Sure there are some animals for which there are non-necessary components, just like in operating systems. But if you remove a heart or the lungs or the brain from most animals -- they'll die. Cancers can kill most animals -- there's no real equivalent to operating systems. There is generally nothing that will flat out kill an OS.
PS: Don't forget your DNA is a single program that's been running continually for over 3 BILLION years because at no point did any of your ancestors die before having offspring.
The biggest problem behind human transplants is that our defense mechanisms (which is a hard problem in computing!) will kill the foreign material. So it's a trade-off, not a hard problem.

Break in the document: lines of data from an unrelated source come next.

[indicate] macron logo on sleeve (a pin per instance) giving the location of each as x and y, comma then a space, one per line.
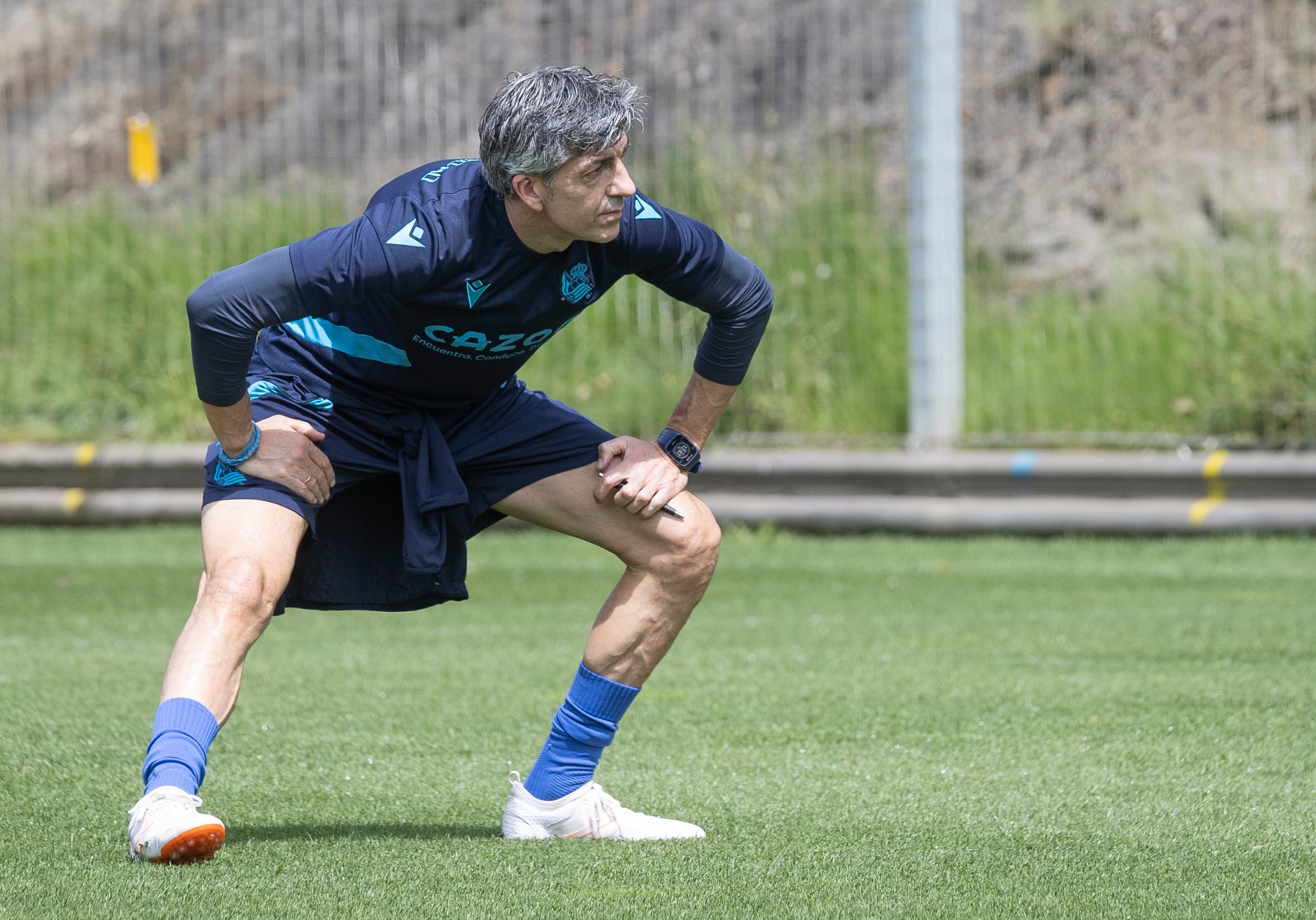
408, 236
645, 211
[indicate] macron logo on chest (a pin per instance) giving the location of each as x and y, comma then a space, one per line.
408, 236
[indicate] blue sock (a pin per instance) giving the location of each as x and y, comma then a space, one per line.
182, 735
582, 728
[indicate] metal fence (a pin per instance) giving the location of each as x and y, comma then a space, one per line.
1138, 198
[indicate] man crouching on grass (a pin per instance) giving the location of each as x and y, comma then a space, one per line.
362, 387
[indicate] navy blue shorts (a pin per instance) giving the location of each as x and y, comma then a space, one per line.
352, 556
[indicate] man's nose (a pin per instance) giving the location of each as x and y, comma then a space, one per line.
621, 185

In any case, the real difference between biological DNA and programs is the latter is designed to be modified in a _directed_ way. You could think of DNA as a highly compressed program which is modified _in its compressed form_. In evolution, changes are made randomly, so this isn't really a problem - if anything, the magnification effect is a good thing. But in computer programs, we know what we want to change, and don't want to have to make several million random changes to try to find one that brings us closer to the goal. And so computer programs are more brittle - small changes have small, predictable effects - while human DNA is more flexible, but at the expense of predictability.
And on flexibility of the human source code -- sure a small change results in a cow. But a small change in Windows (default registry settings) can make Windows start in its standard shell, command line, safe mode, Media Center mode, etc...
While I can be in awe of the complexity and power of living organisms, I don't think its all that useful to compare them to programs -- at least not based on our current understanding of biology.